Das Versagen der bürgerlichen Mitte

Der linke Mullah-Gratulant Frank-Walter Steinmeier soll ein zweites Mal Bundespräsident werden

© ABBAS MOMANI / AFP

Von Chaim Noll

Frank-Walter Steinmeier möchte zum zweiten Mal Bundespräsident werden. Er hat selbst vorgeschlagen, erneut zu kandidieren. Von einer richtigen „Wahl“ kann man nicht sprechen, da sich das Kartell der großen Parteien schon vorher auf ihn geeinigt hat. Seine neuerliche Einsetzung ins Amt ist reine Formsache. Das erinnert mich an meine Kindheit und Jugend – wie der Mann Steinmeier selbst.

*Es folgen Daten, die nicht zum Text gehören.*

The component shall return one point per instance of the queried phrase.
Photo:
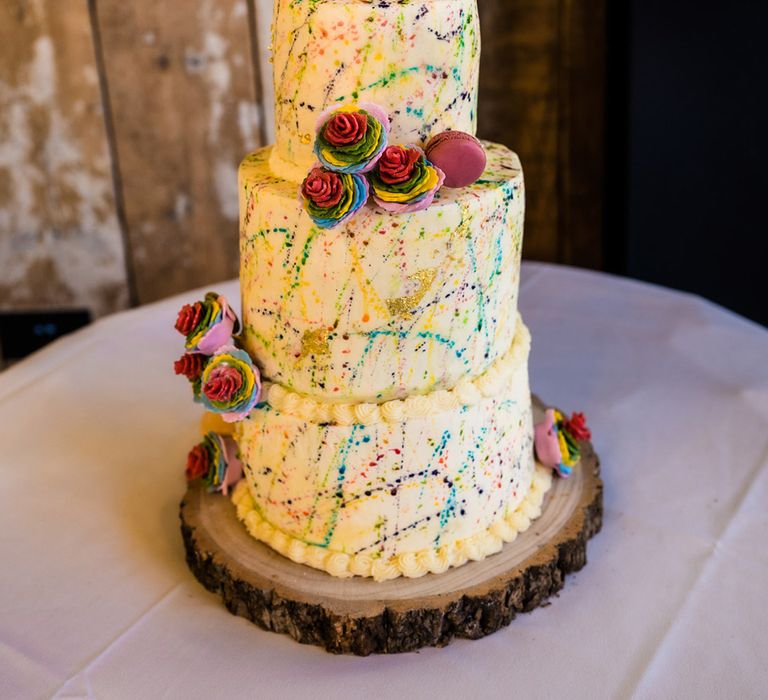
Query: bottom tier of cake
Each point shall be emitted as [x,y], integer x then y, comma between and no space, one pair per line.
[414,487]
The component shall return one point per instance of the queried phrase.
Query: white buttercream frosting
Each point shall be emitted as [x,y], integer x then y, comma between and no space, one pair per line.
[467,393]
[409,564]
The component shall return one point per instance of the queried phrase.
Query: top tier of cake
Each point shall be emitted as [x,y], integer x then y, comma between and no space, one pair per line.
[420,61]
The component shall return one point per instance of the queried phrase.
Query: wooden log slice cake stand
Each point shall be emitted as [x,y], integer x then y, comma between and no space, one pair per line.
[361,616]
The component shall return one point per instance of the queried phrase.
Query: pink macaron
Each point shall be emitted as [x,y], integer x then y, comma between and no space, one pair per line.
[459,155]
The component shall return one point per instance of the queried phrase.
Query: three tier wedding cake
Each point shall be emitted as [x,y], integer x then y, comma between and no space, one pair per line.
[377,387]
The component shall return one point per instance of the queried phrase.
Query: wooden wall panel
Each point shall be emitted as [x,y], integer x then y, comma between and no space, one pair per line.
[541,92]
[183,96]
[60,241]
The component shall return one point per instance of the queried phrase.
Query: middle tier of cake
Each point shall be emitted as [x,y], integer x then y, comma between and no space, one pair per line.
[388,305]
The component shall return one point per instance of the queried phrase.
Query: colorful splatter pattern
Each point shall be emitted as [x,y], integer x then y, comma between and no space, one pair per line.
[388,305]
[386,489]
[418,60]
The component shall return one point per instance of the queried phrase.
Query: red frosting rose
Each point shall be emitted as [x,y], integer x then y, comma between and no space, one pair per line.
[189,317]
[396,164]
[345,128]
[223,384]
[191,365]
[577,427]
[323,188]
[197,463]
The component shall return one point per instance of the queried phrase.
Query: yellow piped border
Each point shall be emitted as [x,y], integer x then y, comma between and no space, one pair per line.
[467,392]
[409,564]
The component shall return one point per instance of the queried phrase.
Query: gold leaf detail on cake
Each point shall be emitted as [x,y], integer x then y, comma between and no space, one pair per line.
[315,343]
[402,306]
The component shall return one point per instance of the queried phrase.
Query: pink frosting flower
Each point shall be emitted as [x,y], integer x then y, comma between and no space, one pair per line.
[547,444]
[207,324]
[577,426]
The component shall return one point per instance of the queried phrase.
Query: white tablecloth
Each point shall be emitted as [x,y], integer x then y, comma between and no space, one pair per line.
[96,599]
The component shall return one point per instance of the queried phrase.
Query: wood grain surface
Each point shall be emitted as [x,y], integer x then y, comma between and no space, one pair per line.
[542,93]
[122,124]
[60,241]
[183,96]
[361,616]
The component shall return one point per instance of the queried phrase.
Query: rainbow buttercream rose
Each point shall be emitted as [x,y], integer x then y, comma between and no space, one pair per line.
[230,384]
[351,139]
[404,180]
[557,440]
[330,198]
[216,462]
[207,324]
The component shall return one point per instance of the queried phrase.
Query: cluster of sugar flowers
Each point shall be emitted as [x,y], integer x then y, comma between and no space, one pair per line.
[354,157]
[557,440]
[223,377]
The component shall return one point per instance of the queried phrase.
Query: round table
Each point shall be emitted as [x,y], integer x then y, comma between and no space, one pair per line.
[97,600]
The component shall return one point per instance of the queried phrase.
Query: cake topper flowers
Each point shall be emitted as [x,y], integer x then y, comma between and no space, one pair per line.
[207,324]
[351,139]
[230,384]
[557,440]
[404,180]
[215,460]
[331,198]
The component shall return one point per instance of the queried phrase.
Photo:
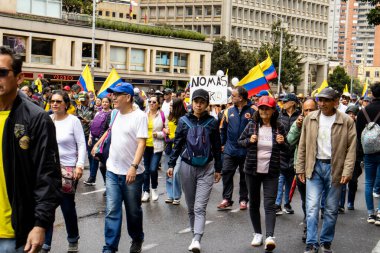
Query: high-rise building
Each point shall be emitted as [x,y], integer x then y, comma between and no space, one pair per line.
[250,23]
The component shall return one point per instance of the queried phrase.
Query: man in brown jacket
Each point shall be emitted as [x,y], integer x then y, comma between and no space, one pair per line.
[326,159]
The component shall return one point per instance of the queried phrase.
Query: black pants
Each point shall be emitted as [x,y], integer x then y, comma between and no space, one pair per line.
[270,185]
[230,163]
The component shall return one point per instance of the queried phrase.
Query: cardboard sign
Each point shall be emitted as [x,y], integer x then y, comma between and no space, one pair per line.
[215,85]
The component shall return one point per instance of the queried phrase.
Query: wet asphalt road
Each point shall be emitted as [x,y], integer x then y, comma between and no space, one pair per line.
[166,226]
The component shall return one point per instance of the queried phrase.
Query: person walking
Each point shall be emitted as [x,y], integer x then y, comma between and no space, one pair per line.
[30,176]
[264,138]
[325,161]
[197,139]
[234,122]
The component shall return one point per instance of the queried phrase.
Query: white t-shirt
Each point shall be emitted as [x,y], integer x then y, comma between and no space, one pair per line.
[324,136]
[126,129]
[71,141]
[264,149]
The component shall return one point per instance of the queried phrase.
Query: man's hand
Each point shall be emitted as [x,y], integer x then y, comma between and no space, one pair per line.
[36,239]
[345,180]
[301,177]
[131,175]
[217,177]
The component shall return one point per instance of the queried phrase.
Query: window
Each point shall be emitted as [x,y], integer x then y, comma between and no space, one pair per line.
[118,57]
[137,59]
[180,63]
[42,51]
[163,61]
[17,43]
[86,54]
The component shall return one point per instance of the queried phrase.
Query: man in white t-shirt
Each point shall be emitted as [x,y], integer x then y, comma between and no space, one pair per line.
[326,159]
[124,177]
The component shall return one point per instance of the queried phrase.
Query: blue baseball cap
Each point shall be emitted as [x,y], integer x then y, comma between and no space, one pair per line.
[122,88]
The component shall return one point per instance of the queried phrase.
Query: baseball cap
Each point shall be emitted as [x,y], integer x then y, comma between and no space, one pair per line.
[328,93]
[201,93]
[262,93]
[290,97]
[268,101]
[122,88]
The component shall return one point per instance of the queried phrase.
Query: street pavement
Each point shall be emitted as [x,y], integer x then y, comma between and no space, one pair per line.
[166,226]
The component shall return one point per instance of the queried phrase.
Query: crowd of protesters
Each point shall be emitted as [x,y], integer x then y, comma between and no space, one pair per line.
[318,143]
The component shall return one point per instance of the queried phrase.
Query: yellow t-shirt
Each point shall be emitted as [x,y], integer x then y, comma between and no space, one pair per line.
[6,229]
[149,141]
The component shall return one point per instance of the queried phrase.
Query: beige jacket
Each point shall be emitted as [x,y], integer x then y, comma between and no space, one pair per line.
[343,143]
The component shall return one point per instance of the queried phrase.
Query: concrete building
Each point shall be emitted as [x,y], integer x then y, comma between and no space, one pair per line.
[250,22]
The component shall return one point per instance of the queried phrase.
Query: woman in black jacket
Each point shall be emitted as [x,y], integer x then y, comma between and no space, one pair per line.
[263,137]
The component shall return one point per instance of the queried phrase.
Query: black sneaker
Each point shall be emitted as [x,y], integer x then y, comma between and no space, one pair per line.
[288,209]
[90,181]
[136,247]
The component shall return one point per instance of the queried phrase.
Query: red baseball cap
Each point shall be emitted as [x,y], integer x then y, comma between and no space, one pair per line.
[268,101]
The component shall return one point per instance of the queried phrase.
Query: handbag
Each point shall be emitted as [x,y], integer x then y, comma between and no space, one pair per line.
[103,150]
[69,184]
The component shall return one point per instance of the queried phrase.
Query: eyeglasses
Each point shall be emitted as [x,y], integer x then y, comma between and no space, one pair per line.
[56,101]
[5,72]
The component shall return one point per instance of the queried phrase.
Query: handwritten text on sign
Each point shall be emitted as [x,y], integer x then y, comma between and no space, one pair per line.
[215,85]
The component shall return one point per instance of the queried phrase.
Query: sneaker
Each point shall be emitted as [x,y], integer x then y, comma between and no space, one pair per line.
[169,200]
[135,246]
[278,210]
[270,245]
[90,181]
[326,248]
[371,219]
[154,194]
[145,197]
[257,240]
[73,247]
[195,246]
[288,209]
[310,249]
[225,204]
[243,205]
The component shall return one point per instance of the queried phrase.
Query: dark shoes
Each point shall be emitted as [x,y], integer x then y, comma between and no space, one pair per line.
[136,247]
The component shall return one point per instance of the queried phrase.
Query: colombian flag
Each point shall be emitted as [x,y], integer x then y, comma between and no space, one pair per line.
[268,68]
[85,80]
[254,81]
[112,80]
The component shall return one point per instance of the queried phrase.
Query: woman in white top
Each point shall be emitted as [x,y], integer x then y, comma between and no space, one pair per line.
[72,152]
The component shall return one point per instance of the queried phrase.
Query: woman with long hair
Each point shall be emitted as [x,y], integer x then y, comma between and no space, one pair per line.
[263,137]
[72,152]
[173,184]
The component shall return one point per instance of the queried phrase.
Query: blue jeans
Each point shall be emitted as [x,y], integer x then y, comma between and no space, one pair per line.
[372,170]
[173,184]
[286,180]
[9,246]
[71,221]
[320,181]
[151,162]
[117,192]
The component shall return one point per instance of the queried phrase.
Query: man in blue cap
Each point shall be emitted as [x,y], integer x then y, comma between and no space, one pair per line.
[124,178]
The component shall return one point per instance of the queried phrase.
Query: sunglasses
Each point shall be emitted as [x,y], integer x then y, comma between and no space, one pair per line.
[5,72]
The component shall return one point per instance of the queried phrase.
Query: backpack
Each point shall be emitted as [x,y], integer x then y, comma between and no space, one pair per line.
[371,135]
[198,144]
[97,127]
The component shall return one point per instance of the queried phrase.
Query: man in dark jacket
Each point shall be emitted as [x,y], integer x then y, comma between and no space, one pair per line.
[235,120]
[30,177]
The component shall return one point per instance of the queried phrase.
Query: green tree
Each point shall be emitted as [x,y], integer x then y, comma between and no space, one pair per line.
[338,79]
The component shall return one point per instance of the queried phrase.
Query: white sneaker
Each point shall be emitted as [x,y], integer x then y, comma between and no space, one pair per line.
[270,244]
[145,197]
[154,194]
[257,240]
[195,246]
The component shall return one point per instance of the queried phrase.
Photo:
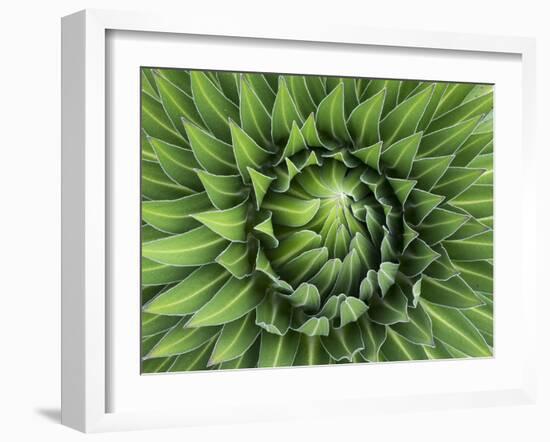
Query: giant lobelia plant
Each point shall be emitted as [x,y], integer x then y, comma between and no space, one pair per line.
[302,220]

Als Israeli hätte ich gegen Steinmeier einiges vorzubringen, Argumentatives, Sachliches wie seine Nähe zum Mullah-Regime im Iran, seine demonstrative Vorliebe für jüdische Israel-Hasser wie den in New York lebenden Soziologen Omri Böhm, den er allen Ernstes bei seinem letzten Staatsbesuch in Jerusalem – möge es der allerletzte gewesen sein – in seinem Gefolge mitschleppte. Doch je älter ich werde, umso stärker suchen mich die Schatten meiner Kindheit heim, die Erinnerungen an einen deutschen Totalitarismus. So dass es inzwischen auch emotionale Gründe sind, die mich vor dem Kompakt-Kandidaten Steinmeier zurückschrecken lassen.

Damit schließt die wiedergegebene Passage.